The ACP-EU Joint Parliamentary Assembly (JPA) is a unique and permanent democratic institution which brings together an equal number of elected Members of Parliament from the African, Caribbean and Pacific (ACP) states and Members of the European Parliament.
Most of the work of the JPA is directed towards promoting human rights, democracy and greater understanding and cooperation between the European Union and the ACP states. The JPA aims to monitor the progress of the partnership and its contribution to the social and economic development of ACP states, as well as trade relations. To this ends, the JPA discusses and adopts resolutions on a variety of issues covered by the partnership, makes recommendations and contributes to parliamentary oversight.
A new framework for parliamentary cooperation beyond 2021
A new Agreement between the Organisation of the African, Caribbean and Pacific States (OACPS), which was negotiated from September 2018 to December 2020 will soon replace the Cotonou Agreement. The new agreement also provides for a concrete institutional parliamentary dimension based on annual meetings of the JPA and, in addition, the setting up of three Regional Parliamentary Assemblies (RPAs) for Africa, the Caribbean and the Pacific respectively. These RPAs will bring together Members of the European Parliament and parliamentarians from the ACP countries, who will at the same time be Members of the JPA, thus ensuring links between the different pillars and levels of the partnership.
Current composition and working methods
Under the Cotonou Agreement, which was concluded in 2000 for 20 years, the representatives of the 78 Members of the OACPS meet their 78 European Parliament counterparts in plenary session for one week twice a year. The representatives of the OACPS must under normal circumstances be Members of Parliament. The JPA meets alternately in an OACPS or an EU Member State. The Assembly adopted its own Rules of Procedure to establish its way of functioning and ensure sound democratic practices.
The Assembly elects 2 Co-Presidents to direct its work, and also elects 24 Vice-Presidents (12 European and 12 ACP). The two Co-Presidents and the 24 Vice-Presidents constitute the JPA Bureau. The Bureau meets at least four times a year in order to ensure the continuity of the JPA’s work and to prepare new initiatives aiming in particular to boost and improve cooperation. It also considers topical political questions and adopts positions on all human rights cases.

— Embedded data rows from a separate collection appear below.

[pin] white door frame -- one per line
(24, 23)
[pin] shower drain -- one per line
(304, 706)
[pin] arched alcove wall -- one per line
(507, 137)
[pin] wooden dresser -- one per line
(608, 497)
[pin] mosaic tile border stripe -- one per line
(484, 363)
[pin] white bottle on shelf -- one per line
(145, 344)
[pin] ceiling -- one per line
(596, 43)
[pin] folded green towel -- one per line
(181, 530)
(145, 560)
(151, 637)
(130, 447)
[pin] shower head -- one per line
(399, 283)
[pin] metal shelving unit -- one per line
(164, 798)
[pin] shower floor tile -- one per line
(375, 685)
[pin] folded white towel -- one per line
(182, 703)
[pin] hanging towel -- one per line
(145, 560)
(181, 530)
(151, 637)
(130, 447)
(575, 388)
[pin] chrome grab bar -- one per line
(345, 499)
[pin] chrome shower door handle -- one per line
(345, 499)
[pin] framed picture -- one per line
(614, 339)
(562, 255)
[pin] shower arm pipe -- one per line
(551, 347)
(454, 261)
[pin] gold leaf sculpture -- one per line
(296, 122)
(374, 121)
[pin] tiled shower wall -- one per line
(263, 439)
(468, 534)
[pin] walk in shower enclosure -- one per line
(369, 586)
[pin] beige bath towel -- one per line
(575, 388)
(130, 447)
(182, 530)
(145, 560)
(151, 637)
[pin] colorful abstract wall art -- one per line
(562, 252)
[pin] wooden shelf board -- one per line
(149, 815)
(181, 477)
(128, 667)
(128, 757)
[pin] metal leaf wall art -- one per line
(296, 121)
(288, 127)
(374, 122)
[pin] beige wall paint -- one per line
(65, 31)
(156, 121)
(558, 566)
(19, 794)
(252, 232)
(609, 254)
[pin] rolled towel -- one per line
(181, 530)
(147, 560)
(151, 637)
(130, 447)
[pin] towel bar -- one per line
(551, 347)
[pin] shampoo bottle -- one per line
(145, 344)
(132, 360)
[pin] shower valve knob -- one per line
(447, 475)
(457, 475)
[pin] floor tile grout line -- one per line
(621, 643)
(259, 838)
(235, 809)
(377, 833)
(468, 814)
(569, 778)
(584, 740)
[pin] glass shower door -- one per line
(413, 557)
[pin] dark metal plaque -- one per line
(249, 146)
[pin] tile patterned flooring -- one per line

Three standing committees were created in 2003 to draw up substantive proposals which are then put to the vote in the JPA plenary. These Committees are:
The Assembly regularly organises exploratory or fact-finding missions. JPA Members are thus in direct contact with the situation on the ground in the various developing countries which are signatories of the Cotonou Agreement. The impact of the JPA’s work thus goes well beyond economic considerations, and embraces the fundamental objectives of the Cotonou Agreement to ‘promote and expedite the economic, cultural and social development of the ACP States, with a view to contributing to peace and security and to promoting a stable and democratic political environment (Article 1)’.
The ACP-EU JPA is a democratic, parliamentary body that aims to promote and defend democratic processes in order to guarantee the right of each people to choose its own development objectives and how to attain them.